La réunion annuelle de la Société suisse de neurologie s’est tenue fin octobre 2015 à Berne. Une série de conférences a présenté et expliqué les différentes causes des maux de tête. Il est apparu que chez certains patients, les maux de tête peuvent avoir des origines complexes – par exemple la surconsommation d’analgésiques ou des fluctuations hormonales. La prise en charge et le traitement des patients concernés sont par conséquent complexes et souvent longs.
Le professeur Peter Sandor, de la RehaClinic Zurzach, a donné un aperçu des céphalées liées à la surconsommation de médicaments (Medication Overuse Headache, MOH). Comparé à d’autres types de céphalées comme les céphalées de tension (60% de la population) et les migraines (15%), le MOH est plutôt rare avec une prévalence de 2%. Mais cela concerne tout de même environ 160 000 personnes en Suisse, ce qui est considérable.
Les maux de tête chroniques modifient le cerveau
Le MOH est ce que l’on appelle une “céphalée de transformation” : les crises de céphalées fréquentes se transforment en céphalées chroniques si le patient prend trop souvent des médicaments (tab. 1). Pratiquement tous les médicaments courants contre les maux de tête peuvent déclencher un MOH. Le MOH est fortement associé à des troubles psychiatriques (dépression dans plus de 20% des cas, troubles anxieux dans 3,5% des cas) et la structure de la personnalité des patients est souvent similaire à celle des toxicomanes (réduction du contrôle des impulsions). D’un point de vue physiopathologique, il est également possible de mettre en évidence des modifications de la substance grise frontale et du tronc cérébral chez les patients, qui régressent après un sevrage réussi.

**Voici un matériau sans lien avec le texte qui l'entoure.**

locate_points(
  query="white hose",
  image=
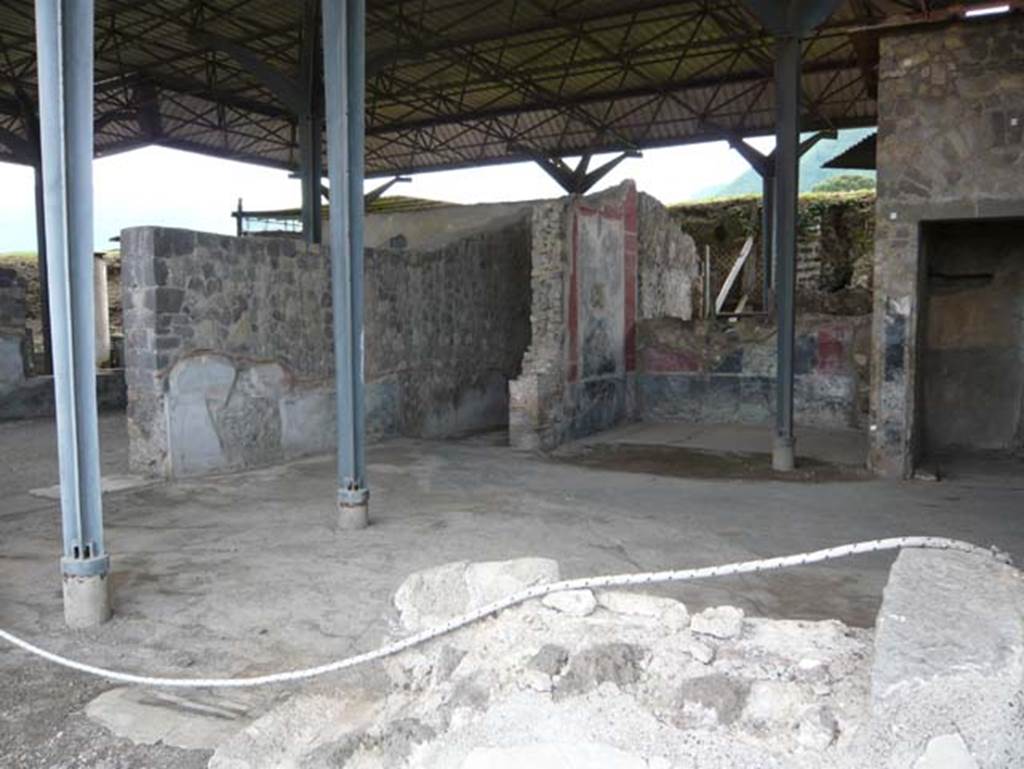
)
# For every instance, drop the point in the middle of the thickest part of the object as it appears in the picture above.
(615, 581)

Une première tentative de sevrage peut être effectuée en ambulatoire si le MOH n’est pas présent depuis plus de deux ans, si le patient ne souffre pas de comorbidités psychiatriques importantes et s’il n’est pas dépendant aux sédatifs ou aux opioïdes. Si ces conditions ne sont pas remplies, un sevrage en milieu hospitalier est nécessaire.
Pendant le sevrage hospitalier, le patient ne prend plus de médicaments contre les céphalées aiguës et reçoit 100 mg/j de prednisone (en association avec un IPP) pendant cinq jours. Pendant cette période, il faut essayer d’établir un traitement prophylactique des maux de tête, en fonction du type de maux de tête. Le patient doit également tenir un journal de ses maux de tête.
Réhabilitation après un sevrage
Le sevrage hospitalier est trop court pour qu’une éducation complète du patient ainsi que des mesures supplémentaires telles que la thérapie par l’exercice ou la thérapie comportementale puissent être mises en place. C’est pourquoi une rééducation ultérieure peut s’avérer utile. Elle est particulièrement indiquée pour les patients qui ont déjà subi des échecs thérapeutiques répétés ou pour ceux qui ont des problèmes psychosociaux importants (couple, travail, maladie psychiatrique). Pendant la rééducation, qui dure deux à trois semaines, différentes composantes thérapeutiques sont appliquées (tableau 2). A Zurzach, il existe un groupe de rééducation composé exclusivement de patients souffrant de céphalées.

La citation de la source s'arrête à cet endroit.